A must-do for any Catholic missionary in Mexico is take a trip to Puebla, Puebla. The first town in Mexico to be founded by Spaniards is home to 364 churches and only about 200,000 people. On just about every corner you will find an iglesia ( which makes it difficult to keep up with the Catholic custom of making the sign of the cross everytime you pass a church).

Jessica and I recently made a weekend trip there, though not quite for religious purposes. Puebla is known for its blue and white ceramic pottery and for being the creation spot of mole--a thick, complex sauce made with numerous ingredients including chocolate. Jess wanted to pick up some of each as souvenirs for her upcoming visit home. We also wanted to relax in the town`s tranquil European-style streets and drink coffee.

We took a scenic two-hour bus ride to the city, riding past the volcano Popocatépetl. The trip is a blur of funky marketplaces, churches and seeing the body of St. Francisco. One of the things that proves he is a saint is the fact the his body is supposedly not decaying despite the fact the he died some 500 years ago. However, his body looked at a bit funky to me as well.

Overall, the churches were quite beautiful but some were bordering on gaudy as they were lavishly covered with gold.
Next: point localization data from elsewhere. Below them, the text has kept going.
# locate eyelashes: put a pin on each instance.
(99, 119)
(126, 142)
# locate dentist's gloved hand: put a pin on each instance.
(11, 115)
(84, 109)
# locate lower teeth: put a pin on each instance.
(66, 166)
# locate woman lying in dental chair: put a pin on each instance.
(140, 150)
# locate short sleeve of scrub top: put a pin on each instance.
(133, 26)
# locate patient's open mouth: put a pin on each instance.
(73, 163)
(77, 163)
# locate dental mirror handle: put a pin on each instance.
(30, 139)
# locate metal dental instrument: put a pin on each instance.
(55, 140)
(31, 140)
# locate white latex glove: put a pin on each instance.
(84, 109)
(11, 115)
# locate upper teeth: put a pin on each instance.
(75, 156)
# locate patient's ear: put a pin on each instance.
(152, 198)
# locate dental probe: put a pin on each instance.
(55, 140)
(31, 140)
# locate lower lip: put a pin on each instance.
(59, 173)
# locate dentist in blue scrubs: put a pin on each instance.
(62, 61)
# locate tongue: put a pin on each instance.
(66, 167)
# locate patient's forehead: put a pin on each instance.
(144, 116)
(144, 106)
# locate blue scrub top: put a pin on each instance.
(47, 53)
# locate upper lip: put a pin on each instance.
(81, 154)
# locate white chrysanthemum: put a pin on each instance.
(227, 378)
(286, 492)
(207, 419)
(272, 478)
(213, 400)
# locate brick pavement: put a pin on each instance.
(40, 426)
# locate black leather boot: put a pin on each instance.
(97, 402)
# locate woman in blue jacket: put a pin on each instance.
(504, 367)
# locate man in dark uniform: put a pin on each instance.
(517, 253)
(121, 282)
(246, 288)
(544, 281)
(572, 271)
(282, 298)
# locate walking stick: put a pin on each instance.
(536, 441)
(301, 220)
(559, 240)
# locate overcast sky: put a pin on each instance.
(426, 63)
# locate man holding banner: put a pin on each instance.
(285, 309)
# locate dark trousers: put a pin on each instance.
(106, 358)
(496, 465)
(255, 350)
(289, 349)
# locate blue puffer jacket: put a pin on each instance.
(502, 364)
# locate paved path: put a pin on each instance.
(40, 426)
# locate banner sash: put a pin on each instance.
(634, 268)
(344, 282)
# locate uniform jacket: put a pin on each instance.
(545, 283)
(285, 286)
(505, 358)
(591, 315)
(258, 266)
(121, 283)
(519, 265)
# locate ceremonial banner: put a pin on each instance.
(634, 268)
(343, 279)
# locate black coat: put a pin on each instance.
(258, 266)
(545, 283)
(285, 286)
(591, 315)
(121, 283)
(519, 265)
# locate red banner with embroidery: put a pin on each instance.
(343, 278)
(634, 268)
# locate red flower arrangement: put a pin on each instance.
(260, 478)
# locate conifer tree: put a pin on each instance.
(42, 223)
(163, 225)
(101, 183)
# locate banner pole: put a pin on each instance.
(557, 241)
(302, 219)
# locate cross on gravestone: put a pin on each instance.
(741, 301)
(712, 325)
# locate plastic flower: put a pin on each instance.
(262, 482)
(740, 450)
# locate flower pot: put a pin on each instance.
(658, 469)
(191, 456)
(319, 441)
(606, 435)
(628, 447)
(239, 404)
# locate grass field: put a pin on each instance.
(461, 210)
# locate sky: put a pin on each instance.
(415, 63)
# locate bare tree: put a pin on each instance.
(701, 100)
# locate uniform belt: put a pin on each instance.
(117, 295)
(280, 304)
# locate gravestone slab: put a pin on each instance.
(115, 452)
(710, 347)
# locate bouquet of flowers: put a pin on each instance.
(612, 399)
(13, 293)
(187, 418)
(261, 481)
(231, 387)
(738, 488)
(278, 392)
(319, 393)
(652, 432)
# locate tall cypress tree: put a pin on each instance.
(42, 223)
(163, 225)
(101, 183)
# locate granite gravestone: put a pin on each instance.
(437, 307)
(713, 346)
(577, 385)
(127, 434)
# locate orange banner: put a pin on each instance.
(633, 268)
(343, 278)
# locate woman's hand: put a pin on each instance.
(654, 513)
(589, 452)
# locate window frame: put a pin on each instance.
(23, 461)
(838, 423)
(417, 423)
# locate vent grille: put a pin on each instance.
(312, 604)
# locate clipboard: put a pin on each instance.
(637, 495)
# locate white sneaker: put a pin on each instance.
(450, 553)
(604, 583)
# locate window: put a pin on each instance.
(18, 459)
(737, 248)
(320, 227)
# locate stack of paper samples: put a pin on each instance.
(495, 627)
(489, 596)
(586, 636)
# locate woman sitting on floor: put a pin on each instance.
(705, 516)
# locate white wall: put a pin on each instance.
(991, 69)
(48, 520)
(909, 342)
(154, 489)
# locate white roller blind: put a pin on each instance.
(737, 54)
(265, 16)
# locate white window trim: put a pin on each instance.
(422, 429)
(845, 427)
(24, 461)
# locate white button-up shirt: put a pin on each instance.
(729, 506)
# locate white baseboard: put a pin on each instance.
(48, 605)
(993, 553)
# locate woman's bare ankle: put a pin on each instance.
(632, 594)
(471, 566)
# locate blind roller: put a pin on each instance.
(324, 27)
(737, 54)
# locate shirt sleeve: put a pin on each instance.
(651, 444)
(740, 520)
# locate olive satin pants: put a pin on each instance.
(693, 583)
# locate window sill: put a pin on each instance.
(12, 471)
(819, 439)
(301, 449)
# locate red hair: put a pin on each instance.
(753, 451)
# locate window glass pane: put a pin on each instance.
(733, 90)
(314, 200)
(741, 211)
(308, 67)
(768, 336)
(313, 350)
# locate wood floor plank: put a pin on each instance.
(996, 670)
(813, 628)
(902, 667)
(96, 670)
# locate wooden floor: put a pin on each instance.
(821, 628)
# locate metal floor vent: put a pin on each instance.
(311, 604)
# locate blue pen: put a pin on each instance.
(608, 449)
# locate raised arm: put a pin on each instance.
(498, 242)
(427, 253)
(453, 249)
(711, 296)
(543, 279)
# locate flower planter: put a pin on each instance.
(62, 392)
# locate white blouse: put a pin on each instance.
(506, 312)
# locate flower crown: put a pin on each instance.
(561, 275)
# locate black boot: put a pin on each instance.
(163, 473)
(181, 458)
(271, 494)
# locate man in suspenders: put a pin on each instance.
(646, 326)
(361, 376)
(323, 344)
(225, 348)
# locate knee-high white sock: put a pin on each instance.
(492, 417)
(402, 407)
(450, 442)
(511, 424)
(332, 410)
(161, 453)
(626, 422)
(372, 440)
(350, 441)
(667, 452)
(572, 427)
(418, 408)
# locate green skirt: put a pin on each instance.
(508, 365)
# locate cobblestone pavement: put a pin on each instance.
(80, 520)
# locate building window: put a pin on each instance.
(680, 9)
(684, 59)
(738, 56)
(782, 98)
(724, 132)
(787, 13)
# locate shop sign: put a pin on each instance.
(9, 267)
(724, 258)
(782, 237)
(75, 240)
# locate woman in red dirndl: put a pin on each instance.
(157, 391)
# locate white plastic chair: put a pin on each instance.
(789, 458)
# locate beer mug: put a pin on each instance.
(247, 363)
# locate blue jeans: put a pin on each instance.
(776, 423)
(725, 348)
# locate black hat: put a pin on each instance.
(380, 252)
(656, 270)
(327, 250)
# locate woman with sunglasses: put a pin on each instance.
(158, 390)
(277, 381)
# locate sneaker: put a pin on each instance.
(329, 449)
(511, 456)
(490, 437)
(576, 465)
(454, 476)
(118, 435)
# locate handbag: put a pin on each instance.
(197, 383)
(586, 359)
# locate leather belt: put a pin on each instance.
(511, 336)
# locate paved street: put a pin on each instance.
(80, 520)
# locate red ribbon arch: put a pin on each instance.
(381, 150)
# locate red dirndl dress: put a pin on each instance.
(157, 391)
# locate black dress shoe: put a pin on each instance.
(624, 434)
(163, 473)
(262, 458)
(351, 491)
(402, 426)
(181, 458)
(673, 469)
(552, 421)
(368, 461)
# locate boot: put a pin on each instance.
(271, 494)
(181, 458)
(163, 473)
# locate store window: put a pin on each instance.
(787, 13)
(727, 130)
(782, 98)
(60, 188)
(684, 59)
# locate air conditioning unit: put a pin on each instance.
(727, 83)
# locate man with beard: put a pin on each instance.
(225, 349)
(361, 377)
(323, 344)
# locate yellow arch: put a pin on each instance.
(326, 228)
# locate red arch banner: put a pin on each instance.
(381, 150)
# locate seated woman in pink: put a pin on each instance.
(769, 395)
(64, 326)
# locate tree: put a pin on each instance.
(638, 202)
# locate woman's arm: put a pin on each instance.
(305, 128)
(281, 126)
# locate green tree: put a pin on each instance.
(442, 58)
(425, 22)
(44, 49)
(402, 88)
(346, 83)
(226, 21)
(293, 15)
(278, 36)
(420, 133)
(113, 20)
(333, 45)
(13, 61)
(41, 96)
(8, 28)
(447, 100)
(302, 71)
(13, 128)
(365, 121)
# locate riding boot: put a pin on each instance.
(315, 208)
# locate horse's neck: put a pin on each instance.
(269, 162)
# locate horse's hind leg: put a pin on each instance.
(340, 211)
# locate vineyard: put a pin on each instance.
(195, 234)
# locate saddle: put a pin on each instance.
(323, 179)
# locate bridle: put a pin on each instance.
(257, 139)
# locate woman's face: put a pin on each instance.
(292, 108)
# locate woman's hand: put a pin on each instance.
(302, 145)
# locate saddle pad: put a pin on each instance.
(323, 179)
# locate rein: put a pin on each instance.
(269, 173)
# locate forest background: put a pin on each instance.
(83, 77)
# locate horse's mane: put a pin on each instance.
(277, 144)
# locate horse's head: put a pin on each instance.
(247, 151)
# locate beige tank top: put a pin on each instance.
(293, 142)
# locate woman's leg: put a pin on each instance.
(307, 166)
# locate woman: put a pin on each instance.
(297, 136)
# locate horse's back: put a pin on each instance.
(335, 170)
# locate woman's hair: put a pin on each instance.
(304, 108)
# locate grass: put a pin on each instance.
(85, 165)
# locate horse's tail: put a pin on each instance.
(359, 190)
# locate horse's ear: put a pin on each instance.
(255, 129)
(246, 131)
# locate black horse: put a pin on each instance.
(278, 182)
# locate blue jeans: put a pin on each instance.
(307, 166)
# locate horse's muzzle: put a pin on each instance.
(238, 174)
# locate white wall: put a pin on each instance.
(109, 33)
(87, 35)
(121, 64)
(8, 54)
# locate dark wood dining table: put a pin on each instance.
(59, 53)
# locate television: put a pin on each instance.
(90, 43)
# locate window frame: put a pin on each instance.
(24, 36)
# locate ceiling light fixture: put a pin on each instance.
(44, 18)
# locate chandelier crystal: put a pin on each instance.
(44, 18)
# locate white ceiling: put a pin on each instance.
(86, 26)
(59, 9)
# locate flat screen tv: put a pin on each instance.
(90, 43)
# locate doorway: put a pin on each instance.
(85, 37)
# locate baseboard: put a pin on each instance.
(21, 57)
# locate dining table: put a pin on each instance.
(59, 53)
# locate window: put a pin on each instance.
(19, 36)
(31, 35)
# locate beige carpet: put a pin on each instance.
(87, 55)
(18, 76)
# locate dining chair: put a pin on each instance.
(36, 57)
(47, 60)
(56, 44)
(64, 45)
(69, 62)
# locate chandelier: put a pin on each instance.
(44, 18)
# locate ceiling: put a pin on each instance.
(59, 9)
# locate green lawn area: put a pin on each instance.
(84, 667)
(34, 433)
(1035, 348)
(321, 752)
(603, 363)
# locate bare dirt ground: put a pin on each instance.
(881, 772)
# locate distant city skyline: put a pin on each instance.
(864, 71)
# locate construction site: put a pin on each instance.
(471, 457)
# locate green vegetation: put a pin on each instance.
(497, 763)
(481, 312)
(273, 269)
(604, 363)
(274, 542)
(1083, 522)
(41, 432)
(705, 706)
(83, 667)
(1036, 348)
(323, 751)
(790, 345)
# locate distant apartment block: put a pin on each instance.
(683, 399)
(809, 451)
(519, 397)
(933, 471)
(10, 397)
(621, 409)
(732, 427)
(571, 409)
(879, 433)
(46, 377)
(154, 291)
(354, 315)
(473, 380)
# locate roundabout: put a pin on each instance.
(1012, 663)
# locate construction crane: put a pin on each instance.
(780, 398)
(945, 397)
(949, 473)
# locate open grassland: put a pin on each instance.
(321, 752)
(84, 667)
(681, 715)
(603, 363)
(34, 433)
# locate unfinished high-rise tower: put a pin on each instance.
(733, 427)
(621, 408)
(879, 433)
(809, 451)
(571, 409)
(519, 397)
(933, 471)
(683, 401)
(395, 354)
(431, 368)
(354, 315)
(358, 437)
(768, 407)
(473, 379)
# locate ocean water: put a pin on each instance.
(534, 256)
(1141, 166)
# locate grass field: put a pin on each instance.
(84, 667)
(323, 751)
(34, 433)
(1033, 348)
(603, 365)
Jessica and I both had moral qualms with the amount of wealth actually in churches. One guide explained that hundreds of years ago, churches were decorated with gold in order to draw the attention of people since people were illiterate and books couldn't be used. On the positive sides, the churches are open for all people, rich and poor, to enjoy. (On another negative note, I found the church workers to be quite unforgiving as two repeatedly screamed at me after I accidentally used my flash when taking pictures.)




What stands out for me more is a our trip to Cholula. We went there in order to visit the Great Pyramid of Cholula--the world`s largest monument. Though we expected to take a bus directly to the site, we got lost and ended up in the middle of town. It all worked out as we attended Mass in a sedate church and found the town of Cholula to be more relaxed than Puebla and we were able to sit in a park.

After making our way to the remains of the pyramid, we climbed it and then encountered the Church of Our Lady or Remedies, which sits atop the pyramid. While catching out breath, we met an American minister who has been living in Mexico city as missionary for the past 22 years.(Making our two-year commitment seem slack.) We were able to get some trade tips from him-- advice and information on drug rehabilitation programs.



Then we explored the church itself--check out the translations-



Back on the ground, we went inside the pyramid and explored complex tunnels and stairs. Outside were remains of altars, stairs and game spots. The whole site followed the Spaniard custom of building religious spots on top of Mayan and Aztec sites. It was symbolic of the way Catholicism is in Mexico--people are outwardly Catholic, but beliefs are intertwined with native practices underneath.



The trip ended with a two-hour bus ride to Mexico City, followed by one and a half hours on public transpiration back to Santa Fe, souvenirs in hand. Good practice for Jess as she will soon be lugging all that pottery and mole back to the States.